The baby, christened “Jonathan Foundling” by police officials, was buried at Evergreen Memorial Park in Athens at a funeral attended by more than 200 people. UGA police served as pallbearers. Substantial investigative effort was put towards the case but with few leads to pursue, the case soon went cold.
In 2021, the University of Georgia Police partnered with Othram to see if advanced DNA testing could help generate new leads in the case. Investigators brought forensic DNA evidence from the murdered infant to Othram's laboratory in The Woodlands, Texas. Othram scientists developed a suitable DNA extract from the forensic evidence and then used Forensic-Grade Genome Sequencing® to build a comprehensive DNA profile for the infant. Othram's in-house genetic genealogy team used the profile in a genealogical search and developed investigative leads that were returned back to law enforcement.
The returned leads, the follow up investigation by law enforcement, and confirmation DNA testing resulted in the confirmed identification of the mother and father of the infant.

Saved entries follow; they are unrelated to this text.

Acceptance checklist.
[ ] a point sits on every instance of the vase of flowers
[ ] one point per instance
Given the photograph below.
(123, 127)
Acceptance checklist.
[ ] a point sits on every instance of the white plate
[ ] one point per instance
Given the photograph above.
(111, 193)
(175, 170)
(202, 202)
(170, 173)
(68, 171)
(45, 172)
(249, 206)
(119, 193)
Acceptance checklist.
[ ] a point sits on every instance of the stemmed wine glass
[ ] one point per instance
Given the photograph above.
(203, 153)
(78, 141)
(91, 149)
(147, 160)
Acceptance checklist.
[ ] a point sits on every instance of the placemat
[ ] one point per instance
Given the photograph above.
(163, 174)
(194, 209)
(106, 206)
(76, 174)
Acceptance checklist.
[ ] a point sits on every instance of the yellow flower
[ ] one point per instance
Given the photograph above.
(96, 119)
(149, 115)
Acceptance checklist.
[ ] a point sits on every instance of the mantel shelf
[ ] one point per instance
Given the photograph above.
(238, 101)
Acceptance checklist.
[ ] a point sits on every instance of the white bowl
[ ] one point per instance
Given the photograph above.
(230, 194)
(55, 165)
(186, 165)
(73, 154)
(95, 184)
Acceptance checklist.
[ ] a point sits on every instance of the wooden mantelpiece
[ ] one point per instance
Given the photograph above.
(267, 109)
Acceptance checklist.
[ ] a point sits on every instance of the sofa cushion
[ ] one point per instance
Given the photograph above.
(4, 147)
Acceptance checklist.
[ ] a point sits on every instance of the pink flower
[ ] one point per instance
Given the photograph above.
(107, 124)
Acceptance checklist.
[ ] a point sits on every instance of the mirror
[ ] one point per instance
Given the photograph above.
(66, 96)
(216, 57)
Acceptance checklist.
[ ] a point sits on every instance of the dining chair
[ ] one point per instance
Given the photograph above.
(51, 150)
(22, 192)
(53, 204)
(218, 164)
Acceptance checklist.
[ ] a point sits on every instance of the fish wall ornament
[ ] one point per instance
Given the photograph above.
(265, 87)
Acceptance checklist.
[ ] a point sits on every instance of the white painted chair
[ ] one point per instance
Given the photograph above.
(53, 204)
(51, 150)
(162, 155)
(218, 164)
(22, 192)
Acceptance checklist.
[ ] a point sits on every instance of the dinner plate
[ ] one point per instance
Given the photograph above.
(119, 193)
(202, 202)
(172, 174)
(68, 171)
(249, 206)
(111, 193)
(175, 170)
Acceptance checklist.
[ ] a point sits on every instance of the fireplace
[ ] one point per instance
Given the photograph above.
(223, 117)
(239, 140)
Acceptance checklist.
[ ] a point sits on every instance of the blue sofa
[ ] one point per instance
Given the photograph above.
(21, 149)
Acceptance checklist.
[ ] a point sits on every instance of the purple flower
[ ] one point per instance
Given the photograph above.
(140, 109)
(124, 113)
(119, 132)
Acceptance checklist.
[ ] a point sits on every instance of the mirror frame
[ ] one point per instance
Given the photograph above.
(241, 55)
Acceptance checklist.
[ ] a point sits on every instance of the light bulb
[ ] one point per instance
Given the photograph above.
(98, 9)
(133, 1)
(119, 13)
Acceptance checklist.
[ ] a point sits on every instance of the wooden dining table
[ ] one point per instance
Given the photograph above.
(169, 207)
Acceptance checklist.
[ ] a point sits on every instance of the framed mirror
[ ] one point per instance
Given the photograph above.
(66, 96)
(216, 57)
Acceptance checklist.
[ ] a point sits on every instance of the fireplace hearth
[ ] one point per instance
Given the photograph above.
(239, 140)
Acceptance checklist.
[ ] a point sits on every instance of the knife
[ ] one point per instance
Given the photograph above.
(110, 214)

The mother of the infant was identified as, Kathryn Anne Grant, who was enrolled at the University of Georgia and she was living at Oglethorpe House at the time of the infant's murder. She later withdrew from UGA in the spring of 1996 and transferred later to South Carolina. The case is considered exceptionally cleared, at this point, as the mother took her own life in 2004, at the age of 29.
The University of Georgia Police Department has closed the case.